Commenting on the government’s request for a report on shale gas, Cuadrilla’s CEO Francis Egan said, “The Government clearly recognises the huge potential that shale gas offers this country, and this review may be a tentative first step towards overturning the moratorium and exploiting that potential.”
INEOS has written to the UK government offering to safely develop a fully functioning Shale test site to demonstrate that the technology can be safe and secure in the UK.
“The UK is right to be re-examining its energy policy and to look again at the North Sea as part of the answer to our energy needs. But, as the US has shown, shale gas from home could make us self-sufficient in ten years and we need to re-examine this too,” said Sir Jim Ratcliffe, INEOS founder and chairman.
Ping Petroleum Limited, a subsidiary of Dagang NeXchange Berhad (DNeX), has received a letter of “no objection” from the NSTA in relation to its proposed development concept for the Avalon discovery in the Central North Sea offshore the UK. The company will now finalise conceptual development planning and begin Front End Engineering works in preparation to submit the Avalon Field Development Plan, with Final Investment Decision expected later this year. Subject to availability of key materials and equipment, production from the oilfield is scheduled to begin between mid-2024 and mid-2025.
Repsol Sinopec Resources UK announced that the Golden Eagle, Piper and Claymore field owners had executed new agreements reaffirming their commitment to export produced oil to the Flotta Terminal until end of field life in the 2030s.
Neptune Energy has received an improved environmental, social and governance rating from Sustainalytics of 23.2, putting it in the top 3% of all oil and gas companies rated by the organisation, the energy firm said on 20 April.
i3 Energy plc has executed a Farm-in Agreement with Europa Oil & Gas Limited, following Europa’s completion of its equity fundraising to fund its share of the upcoming Serenity appraisal well. The companies will now launch the detailed planning and permitting process for the Serenity appraisal well, which they currently expect to spud in late Q3 this year, i3 Energy CEO Majid Shafiq said.
Serica Energy slightly revised down its production guidance range for 2022 to 26,000 boe/d-30,000 boe/d from 27,100- 33,600 boe/d, to reflect lower Columbus production rates and current supply chain limitations causing 2022 programme delays.
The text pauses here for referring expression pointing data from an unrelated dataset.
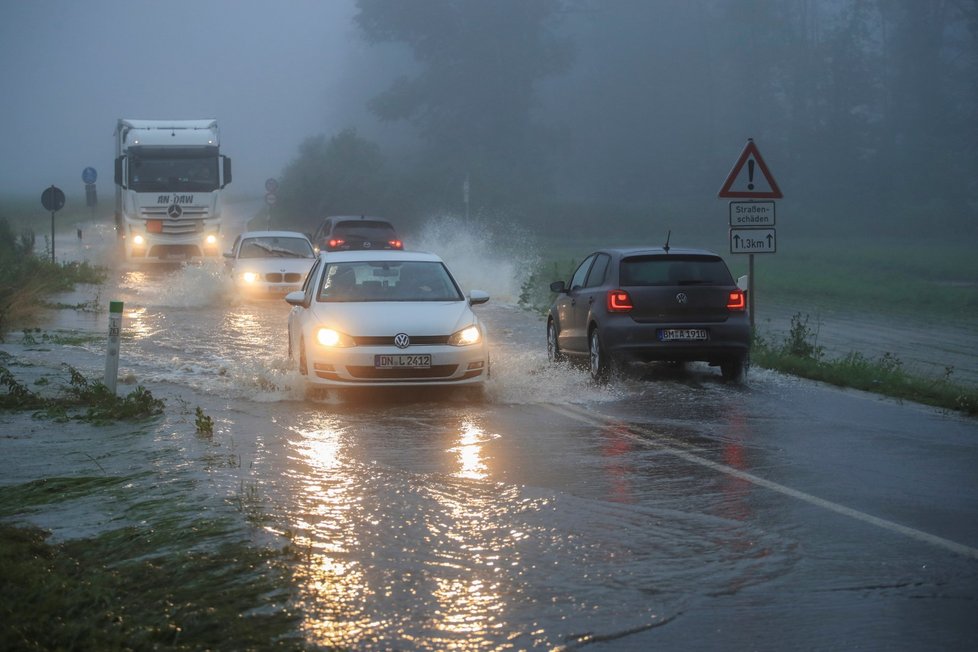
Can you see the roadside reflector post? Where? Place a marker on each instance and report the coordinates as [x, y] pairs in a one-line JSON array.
[[112, 349]]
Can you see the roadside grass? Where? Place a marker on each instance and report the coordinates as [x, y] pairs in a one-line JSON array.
[[798, 355], [146, 588], [25, 278], [927, 280], [81, 399]]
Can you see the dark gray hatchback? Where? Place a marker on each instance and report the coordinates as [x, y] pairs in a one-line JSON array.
[[650, 304]]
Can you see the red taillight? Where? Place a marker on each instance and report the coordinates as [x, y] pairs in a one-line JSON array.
[[736, 301], [619, 301]]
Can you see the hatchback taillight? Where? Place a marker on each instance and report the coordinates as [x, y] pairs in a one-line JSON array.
[[619, 301], [737, 301]]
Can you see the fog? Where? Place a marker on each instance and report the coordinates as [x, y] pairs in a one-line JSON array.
[[270, 72], [864, 110]]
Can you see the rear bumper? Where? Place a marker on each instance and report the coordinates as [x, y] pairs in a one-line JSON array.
[[632, 340]]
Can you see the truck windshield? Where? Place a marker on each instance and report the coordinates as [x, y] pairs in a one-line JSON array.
[[173, 174]]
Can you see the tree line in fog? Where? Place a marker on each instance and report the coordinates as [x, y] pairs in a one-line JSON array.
[[862, 108]]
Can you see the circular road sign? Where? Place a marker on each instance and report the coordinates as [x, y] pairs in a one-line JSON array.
[[53, 199]]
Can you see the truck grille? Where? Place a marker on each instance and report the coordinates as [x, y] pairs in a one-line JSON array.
[[191, 221]]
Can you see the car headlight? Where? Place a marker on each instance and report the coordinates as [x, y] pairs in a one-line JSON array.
[[333, 338], [466, 337]]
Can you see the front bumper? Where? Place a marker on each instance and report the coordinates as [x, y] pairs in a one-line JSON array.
[[356, 367]]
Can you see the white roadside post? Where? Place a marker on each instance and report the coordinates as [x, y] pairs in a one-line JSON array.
[[112, 350]]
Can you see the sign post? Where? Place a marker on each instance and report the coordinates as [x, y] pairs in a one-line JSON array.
[[53, 199], [271, 196], [751, 222], [89, 175]]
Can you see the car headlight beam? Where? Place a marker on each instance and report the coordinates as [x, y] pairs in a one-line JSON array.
[[333, 339], [466, 337]]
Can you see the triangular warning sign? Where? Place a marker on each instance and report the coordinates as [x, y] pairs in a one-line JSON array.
[[750, 178]]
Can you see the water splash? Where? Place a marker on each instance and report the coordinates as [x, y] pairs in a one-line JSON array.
[[495, 257]]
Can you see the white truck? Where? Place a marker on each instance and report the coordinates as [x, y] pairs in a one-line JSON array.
[[169, 181]]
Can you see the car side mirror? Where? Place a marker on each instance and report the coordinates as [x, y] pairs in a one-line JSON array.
[[477, 297], [297, 298]]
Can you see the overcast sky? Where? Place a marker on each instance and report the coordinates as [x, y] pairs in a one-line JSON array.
[[268, 71]]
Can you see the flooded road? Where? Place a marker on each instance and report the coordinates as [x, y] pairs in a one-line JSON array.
[[668, 510]]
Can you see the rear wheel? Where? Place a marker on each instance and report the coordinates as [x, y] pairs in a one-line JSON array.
[[303, 365], [554, 354], [600, 360]]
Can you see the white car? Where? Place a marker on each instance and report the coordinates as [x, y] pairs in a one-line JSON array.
[[270, 264], [386, 318]]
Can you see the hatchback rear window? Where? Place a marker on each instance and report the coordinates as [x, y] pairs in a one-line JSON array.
[[675, 270], [365, 229]]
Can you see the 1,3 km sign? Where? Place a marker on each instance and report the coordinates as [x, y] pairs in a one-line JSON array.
[[748, 232], [753, 241]]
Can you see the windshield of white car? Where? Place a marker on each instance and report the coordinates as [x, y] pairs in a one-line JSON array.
[[275, 247], [388, 281]]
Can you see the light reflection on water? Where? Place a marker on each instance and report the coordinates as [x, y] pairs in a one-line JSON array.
[[332, 582]]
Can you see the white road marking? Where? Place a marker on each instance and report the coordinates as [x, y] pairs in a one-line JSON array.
[[677, 449]]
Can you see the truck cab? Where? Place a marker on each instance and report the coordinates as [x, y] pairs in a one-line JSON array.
[[169, 177]]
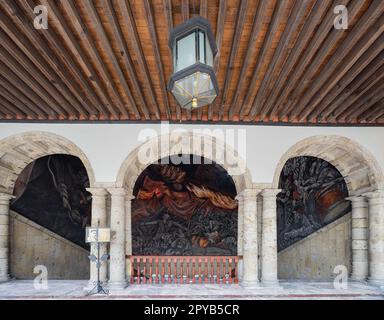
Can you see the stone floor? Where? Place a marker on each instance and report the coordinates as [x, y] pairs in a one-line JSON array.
[[65, 289]]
Deltic Energy said on 22 April it is preparing for the drilling of the Pensacola site, which its joint venture partner Shell has indicated could start towards the end of the third quarter of 2022.
Australia-based Finder Energy Holdings is expanding its UK North Sea portfolio after entering into an agreement with Talon Energy to buy a 100% interest in the Seaward Production Licence P2527 adjacent to the giant Buzzard Oil Field in the central North Sea.
“Finder’s prospects are attractive to operators of nearby infrastructure because they open up the potential for low cost and rapid tie-backs to achieve early production by utilising capacity in their existing infrastructure. These factors greatly improve the farmout potential of Finder’s prospects, which is the central pillar of Finder’s Infrastructure-Led Exploration Strategy,” Finder CEO Damon Neaves said.
Egdon Resources plc announced on 26 April that Shell U.K. Limited had informed Egdon and the North Sea Transition Authority of its intention to withdraw from licences P1929 and P2304 containing the Resolution and Endeavour gas discoveries. Egdon will now consider its options, including its ongoing commitment to the licences and will discuss this with the NSTA, the company said.